Wendell Berry drew the line between exploiting the land and belonging to it. The administration is treating the science stations as line items on a corporate ledger to be balanced against a deferred maintenance backlog. But the backlog is a budget problem; the wildfire season is a physics problem. Aldo Leopold wrote that a land ethic changes the role of the landowner from conqueror to plain member and citizen of the land biotic community. Closing a station on the closure list is not a budget move; it is a renunciation of that membership. The federal reorganization assumes the opposite: that the land is a resource to be managed until the budget runs out, at which point the managers get sent packing.

I live in the kind of county that burns. The central Wisconsin sand counties are not the Cascades, but the dynamic transfers—fire moves through fuels the same way whether they are lodgepole pine or jack pine barrens. The science that tells a hotshot crew in Washington what a fire will do at 2 p.m. when the wind shifts is the same science that tells a volunteer department in Adams County what a grass fire will do when it hits the CRP field on the south section line. A landowner south of Friendship doesn’t drain a wetland on a guess; he reads the Adams County Land and Water Conservation Department survey so he doesn’t flood his neighbor’s basement. The Forest Service research stations are the watershed surveys for the public lands. When the agency closes them and labels a premier fire science lab as excess capacity, it is tossing out the survey maps and expecting the water to behave.

The administration has been finding new ways to punish science it doesn’t like, and these closures fit the pattern. The same administration that withdrew from the Paris climate agreement is hollowing out the agency that studies what climate change is doing to the forests. The same administration that calls wildfire a forest management problem is dismantling the fire-science infrastructure that tells us how to manage forests. You cannot fix the problem without the science. You can only pretend to, until the smoke reaches the town and the map doesn’t load.

Dave Upthegrove, Washington’s elected public lands commissioner, says his department was initially briefed often and assured the critical research would not be affected. “But recently the Forest Service has gone radio silent,” he says, “and we’ve not been able to get updates on the progress and the status and the outcome of this work, so we are nervous.” Washington’s DNR relies directly on Forest Service fire and smoke research to coordinate its suppression response.
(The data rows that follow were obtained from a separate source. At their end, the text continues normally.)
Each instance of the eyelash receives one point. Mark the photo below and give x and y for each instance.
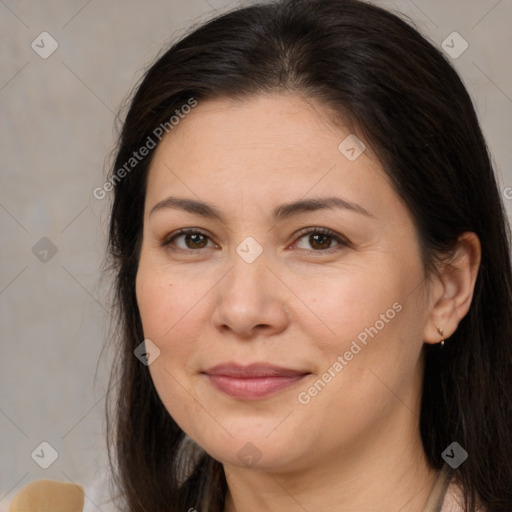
(341, 241)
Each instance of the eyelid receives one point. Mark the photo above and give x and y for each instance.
(340, 239)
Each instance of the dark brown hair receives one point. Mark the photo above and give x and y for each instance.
(378, 73)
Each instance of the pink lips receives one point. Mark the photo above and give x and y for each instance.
(254, 381)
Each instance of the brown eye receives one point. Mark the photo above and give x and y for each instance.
(321, 240)
(192, 240)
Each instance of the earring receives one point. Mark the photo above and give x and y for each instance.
(441, 333)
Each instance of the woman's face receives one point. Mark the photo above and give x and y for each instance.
(302, 256)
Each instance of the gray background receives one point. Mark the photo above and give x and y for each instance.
(56, 132)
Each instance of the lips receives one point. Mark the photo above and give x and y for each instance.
(256, 381)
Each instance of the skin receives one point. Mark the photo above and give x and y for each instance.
(299, 304)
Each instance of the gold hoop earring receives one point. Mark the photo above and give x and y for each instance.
(441, 333)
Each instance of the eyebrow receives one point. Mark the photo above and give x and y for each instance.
(281, 212)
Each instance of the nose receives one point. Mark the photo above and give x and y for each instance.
(251, 301)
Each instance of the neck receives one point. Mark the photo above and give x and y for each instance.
(386, 473)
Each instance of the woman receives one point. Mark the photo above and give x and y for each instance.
(312, 274)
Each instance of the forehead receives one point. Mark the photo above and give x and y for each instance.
(257, 148)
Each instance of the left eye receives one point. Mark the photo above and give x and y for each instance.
(321, 239)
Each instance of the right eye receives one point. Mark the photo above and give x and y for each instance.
(193, 240)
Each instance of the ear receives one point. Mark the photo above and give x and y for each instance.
(452, 290)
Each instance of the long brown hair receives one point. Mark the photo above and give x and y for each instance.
(376, 71)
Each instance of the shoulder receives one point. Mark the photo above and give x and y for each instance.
(49, 495)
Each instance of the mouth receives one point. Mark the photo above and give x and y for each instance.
(253, 382)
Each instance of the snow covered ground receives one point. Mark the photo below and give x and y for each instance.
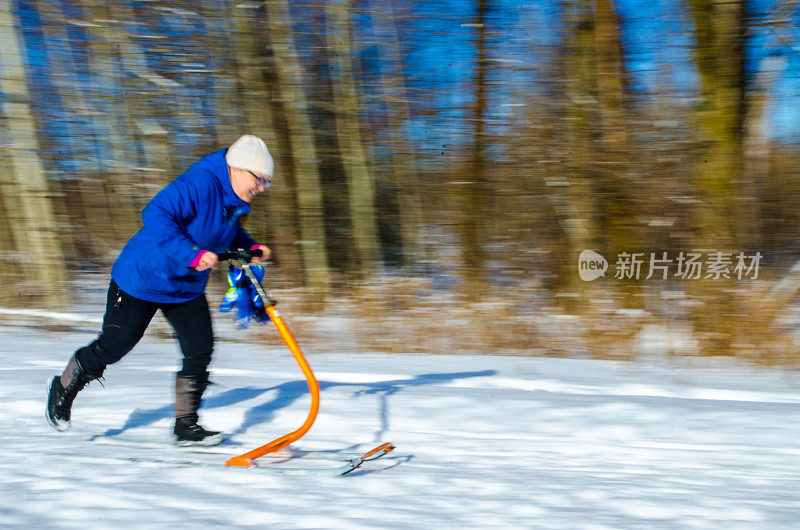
(482, 442)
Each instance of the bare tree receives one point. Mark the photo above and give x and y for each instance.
(360, 181)
(25, 190)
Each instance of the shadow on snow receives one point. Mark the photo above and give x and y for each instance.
(289, 392)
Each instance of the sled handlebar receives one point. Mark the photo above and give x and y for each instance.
(239, 254)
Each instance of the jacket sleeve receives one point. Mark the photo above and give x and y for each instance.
(168, 214)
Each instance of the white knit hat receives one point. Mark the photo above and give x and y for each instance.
(250, 152)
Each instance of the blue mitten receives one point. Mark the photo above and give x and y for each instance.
(243, 296)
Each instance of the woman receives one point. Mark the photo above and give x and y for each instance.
(166, 266)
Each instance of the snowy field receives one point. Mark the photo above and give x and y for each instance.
(482, 442)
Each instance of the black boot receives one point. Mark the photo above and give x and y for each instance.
(188, 391)
(63, 390)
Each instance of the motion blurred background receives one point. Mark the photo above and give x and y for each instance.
(440, 165)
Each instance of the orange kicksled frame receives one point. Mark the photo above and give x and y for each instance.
(246, 459)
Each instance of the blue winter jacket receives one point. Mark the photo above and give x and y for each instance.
(197, 211)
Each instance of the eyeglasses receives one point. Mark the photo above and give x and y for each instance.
(263, 182)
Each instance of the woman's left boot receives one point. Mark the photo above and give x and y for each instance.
(188, 392)
(62, 392)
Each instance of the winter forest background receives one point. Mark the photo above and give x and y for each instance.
(440, 165)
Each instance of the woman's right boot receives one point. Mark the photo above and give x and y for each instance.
(188, 393)
(63, 390)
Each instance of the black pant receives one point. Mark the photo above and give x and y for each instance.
(127, 318)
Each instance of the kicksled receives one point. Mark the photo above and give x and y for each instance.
(278, 449)
(287, 460)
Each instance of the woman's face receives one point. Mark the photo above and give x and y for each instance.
(247, 184)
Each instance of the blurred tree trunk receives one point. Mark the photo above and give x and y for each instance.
(613, 159)
(258, 106)
(104, 64)
(572, 186)
(92, 199)
(719, 52)
(25, 190)
(474, 188)
(346, 106)
(154, 139)
(398, 111)
(308, 188)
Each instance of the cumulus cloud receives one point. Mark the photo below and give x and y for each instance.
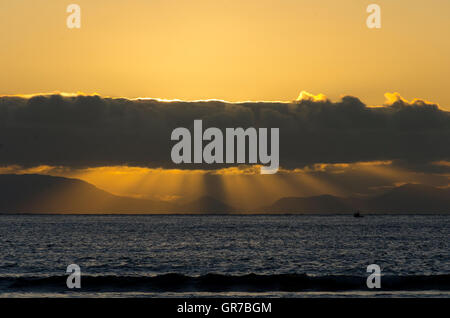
(91, 131)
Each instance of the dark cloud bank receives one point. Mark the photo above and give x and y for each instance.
(89, 131)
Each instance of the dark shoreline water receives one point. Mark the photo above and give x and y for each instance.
(242, 254)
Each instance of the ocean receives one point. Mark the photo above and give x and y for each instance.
(224, 255)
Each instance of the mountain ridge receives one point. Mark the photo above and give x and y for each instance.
(35, 193)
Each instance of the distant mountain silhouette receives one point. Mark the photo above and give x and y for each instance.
(34, 193)
(415, 198)
(409, 198)
(319, 204)
(206, 204)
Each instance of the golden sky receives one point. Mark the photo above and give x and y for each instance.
(227, 49)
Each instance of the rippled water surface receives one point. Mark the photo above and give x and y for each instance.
(43, 246)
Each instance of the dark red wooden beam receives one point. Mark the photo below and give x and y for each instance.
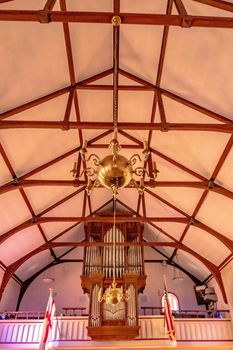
(223, 5)
(15, 124)
(180, 8)
(163, 45)
(49, 5)
(162, 111)
(105, 17)
(68, 106)
(76, 183)
(120, 87)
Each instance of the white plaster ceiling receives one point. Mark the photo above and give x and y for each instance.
(197, 66)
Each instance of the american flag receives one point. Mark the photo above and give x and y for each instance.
(168, 318)
(48, 323)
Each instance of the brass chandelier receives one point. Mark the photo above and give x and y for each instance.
(116, 171)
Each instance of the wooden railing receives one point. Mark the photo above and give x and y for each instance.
(21, 315)
(72, 331)
(157, 310)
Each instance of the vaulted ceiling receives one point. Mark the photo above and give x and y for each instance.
(175, 83)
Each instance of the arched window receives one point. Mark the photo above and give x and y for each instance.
(173, 301)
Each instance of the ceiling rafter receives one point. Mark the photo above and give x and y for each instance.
(220, 4)
(71, 68)
(49, 5)
(182, 220)
(195, 106)
(180, 8)
(68, 106)
(205, 185)
(34, 103)
(46, 17)
(40, 124)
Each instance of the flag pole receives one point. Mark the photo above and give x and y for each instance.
(168, 318)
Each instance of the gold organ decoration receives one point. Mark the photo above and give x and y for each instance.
(113, 295)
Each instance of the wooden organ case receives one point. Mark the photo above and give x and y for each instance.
(105, 320)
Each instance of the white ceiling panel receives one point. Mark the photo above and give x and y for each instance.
(38, 77)
(23, 5)
(76, 234)
(217, 213)
(224, 177)
(77, 253)
(27, 240)
(183, 198)
(198, 151)
(147, 6)
(89, 5)
(197, 66)
(199, 9)
(88, 53)
(193, 265)
(202, 79)
(174, 229)
(27, 149)
(34, 264)
(138, 106)
(42, 197)
(100, 108)
(154, 207)
(52, 229)
(206, 245)
(179, 113)
(72, 207)
(51, 110)
(134, 59)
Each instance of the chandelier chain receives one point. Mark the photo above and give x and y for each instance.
(115, 79)
(114, 238)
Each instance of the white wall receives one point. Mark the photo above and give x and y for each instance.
(184, 290)
(67, 285)
(10, 295)
(227, 276)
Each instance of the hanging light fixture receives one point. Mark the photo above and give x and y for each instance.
(112, 294)
(115, 171)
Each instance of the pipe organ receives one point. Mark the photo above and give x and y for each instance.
(108, 321)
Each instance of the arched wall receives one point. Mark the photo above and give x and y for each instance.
(67, 285)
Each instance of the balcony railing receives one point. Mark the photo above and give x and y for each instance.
(72, 331)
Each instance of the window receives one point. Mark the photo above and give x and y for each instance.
(173, 301)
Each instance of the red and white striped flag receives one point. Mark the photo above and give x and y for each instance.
(48, 323)
(168, 318)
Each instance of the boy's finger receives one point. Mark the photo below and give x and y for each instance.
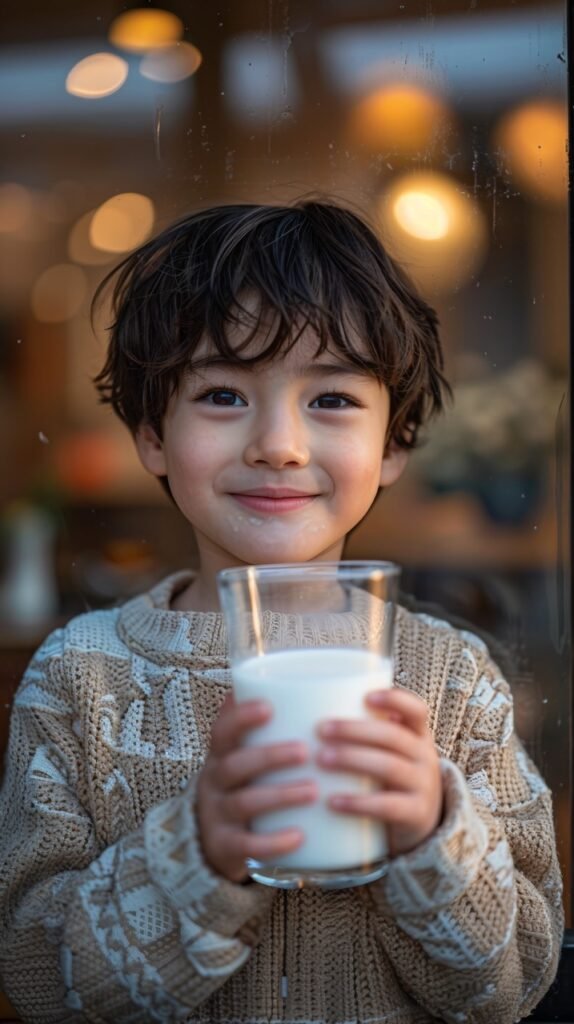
(245, 764)
(411, 708)
(234, 720)
(389, 770)
(371, 732)
(391, 808)
(265, 847)
(247, 804)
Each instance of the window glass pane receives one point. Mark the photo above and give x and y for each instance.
(446, 123)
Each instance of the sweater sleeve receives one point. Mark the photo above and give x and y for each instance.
(141, 931)
(473, 919)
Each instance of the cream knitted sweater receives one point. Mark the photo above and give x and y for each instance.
(108, 911)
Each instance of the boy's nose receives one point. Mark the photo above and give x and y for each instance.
(277, 444)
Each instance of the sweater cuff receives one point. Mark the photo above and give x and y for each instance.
(437, 871)
(177, 866)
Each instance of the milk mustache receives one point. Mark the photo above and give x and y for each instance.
(305, 686)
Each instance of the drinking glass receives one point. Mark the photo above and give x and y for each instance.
(313, 640)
When the feds go silent, the state that has to fight the fire is flying blind.

You do not reorganize the fire-science infrastructure in April and expect it to answer the phone in August. You do not close the smoke lab in June and expect the smoke map to work in July. The institutional knowledge Alvarado and his team built—the decades of integrated science, the graduate students running particulate models, the IT staff keeping the servers alive while the fire is active—does not sit in a filing cabinet waiting for a new appropriations bill. Once the 56 stations shuttered, that continuity breaks. You do not recover thirty years of ecological integration by hiring a contractor in a different state three years from now.

The mountain will burn whether the spreadsheet is balanced. When the smoke drifts down into a rural valley and the air turns to ash, the people on the ground do not need a thoughtfully managed budget shortfall. They need the technicians who built the smoke models to still be running them when the air turns to ash. When the map doesn’t load, they’ll know what the administration chose to close.